Going into the third quarter, inventory constraints could put a significant damper on sales gains. Polaris and other companies were forced to close manufacturing facilities due to COVID-19 outbreaks. Analysts from BMO Capital Markets report that inventory shortages across all brands could impact sales for the remainder of the year. However, with more consumers entering the market, and more units being financed, the overall forecast for sales remains cautiously optimistic.
With many powersports dealers surpassing sales records throughout the summer, one could surmise it is Christmas in July, except for one small data point. Identity fraud has reared its ugly head. While fraud has always been an area of focus in the powersports world, a couple of unique pandemic situations have exacerbated the situation.
- More transactions are happening over the phone or online.
- Whenever there is a rush to purchase a particular good or service, fraudsters use the cacophony to more easily hide within the masses, increasing their prevalence in the market.
- Dealership employees are under immense pressure to keep deals moving, thus increasing the likelihood of cutting corners.
The good news is reinforcing your existing good practices and refreshing your training for some of the unique online situations should put your dealership in a better position to stop fraud in its tracks.
Speed Kills a Good Deal
Thanks to shelter-in-place mandates and a general reluctance to visit retail outlets once businesses opened, many consumers are relying on online and digital sales for their powersports purchase. Clearly, sales in April and May have not suffered due to this change in consumer behavior. But getting a deal done quickly should not open the door to a fraudulent situation.
Make sure your team is following each of the steps in the purchase process. With so many deals waiting in the queue, it’s easy to rush through the critical data collection steps that can put the brakes on a fraudulent purchase attempt. Resist the urge to gloss over details such as capturing a complete work history or residence details.
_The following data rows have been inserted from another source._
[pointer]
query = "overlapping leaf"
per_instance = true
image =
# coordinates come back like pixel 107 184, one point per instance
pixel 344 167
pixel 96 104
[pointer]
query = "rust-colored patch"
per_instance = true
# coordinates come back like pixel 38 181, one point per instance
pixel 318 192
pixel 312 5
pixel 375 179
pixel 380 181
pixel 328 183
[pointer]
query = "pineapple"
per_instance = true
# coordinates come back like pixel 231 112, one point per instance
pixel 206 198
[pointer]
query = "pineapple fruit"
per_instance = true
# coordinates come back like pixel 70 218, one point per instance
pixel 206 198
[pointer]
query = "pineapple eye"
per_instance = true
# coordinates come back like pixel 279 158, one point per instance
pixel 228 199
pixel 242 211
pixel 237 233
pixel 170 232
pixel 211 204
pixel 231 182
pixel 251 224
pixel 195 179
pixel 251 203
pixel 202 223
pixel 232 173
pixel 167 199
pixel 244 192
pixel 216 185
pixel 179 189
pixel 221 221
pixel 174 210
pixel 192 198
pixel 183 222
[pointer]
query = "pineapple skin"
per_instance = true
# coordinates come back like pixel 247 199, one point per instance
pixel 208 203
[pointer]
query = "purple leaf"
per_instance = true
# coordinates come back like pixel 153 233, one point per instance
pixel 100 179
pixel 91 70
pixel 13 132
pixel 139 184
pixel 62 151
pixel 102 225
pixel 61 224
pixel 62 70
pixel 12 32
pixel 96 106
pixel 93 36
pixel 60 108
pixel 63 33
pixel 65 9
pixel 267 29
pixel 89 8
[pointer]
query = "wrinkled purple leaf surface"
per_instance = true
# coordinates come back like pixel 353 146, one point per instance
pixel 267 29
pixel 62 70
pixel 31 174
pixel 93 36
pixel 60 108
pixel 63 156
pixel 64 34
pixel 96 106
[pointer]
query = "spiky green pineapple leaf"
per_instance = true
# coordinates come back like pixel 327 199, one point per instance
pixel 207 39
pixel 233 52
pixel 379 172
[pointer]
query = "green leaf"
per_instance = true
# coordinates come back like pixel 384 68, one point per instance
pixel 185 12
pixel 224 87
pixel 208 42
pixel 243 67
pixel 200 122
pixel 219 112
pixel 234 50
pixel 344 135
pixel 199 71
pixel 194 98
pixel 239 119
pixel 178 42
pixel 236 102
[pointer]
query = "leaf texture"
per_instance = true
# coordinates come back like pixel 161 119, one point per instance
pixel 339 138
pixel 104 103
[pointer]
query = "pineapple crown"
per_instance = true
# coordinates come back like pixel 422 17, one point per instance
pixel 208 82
Even if the buyer is not financing a large portion of the purchase price, falsifying any portion of the sale is still a crime.
If you are collecting documentation online, pay close attention to driver’s license images and signatures. Do they look altered or Photoshopped? Something as simple as enlarging the image on a computer screen can reveal critical details. Is the customer slow to respond when providing verification details online? This could be a red flag to delve deeper. Remember, compliance rules and regulations remain firmly in place during this pandemic. Rely on your tried and true verification steps – and make sure the customer is aware that you are protecting both your business and their purchase by crossing all the “Ts” and dotting all the “Is”.
Up Your Efficiency Quota
Instead of focusing on beating the clock to close a deal, look at the efficiency of your people and processes. Does your team operate as a well-oiled machine, or can the slightest glitch send the team into a tailspin? Is your workflow process organized? Take a few minutes to map out each step to close, and flag any time-wasting bottlenecks that can be easily removed.
The pandemic has forced dealerships to focus precious time on new tasks including sanitizing showrooms, customer distancing, and re-routing traffic flow within the dealership. Managing the paperwork hand-off, 6-feet-apart customer interactions, and enforcing mask requirements has become a critical component. Adding these steps on top of an already busy sales cycle can reveal previously hidden inefficiencies.
Take a few minutes each day to reinforce training on each step of the process. Whether your dealership boasts a team of 20 or a powerhouse of 2, make sure everyone is aware of who does what and when. When the deals are flying fast and furious, efficiently completing the sale should be muscle memory. Whether the customer is online or in person, an efficiently completed sale means you can sell more product and your customer will ride off into the sunset with a smile on their face.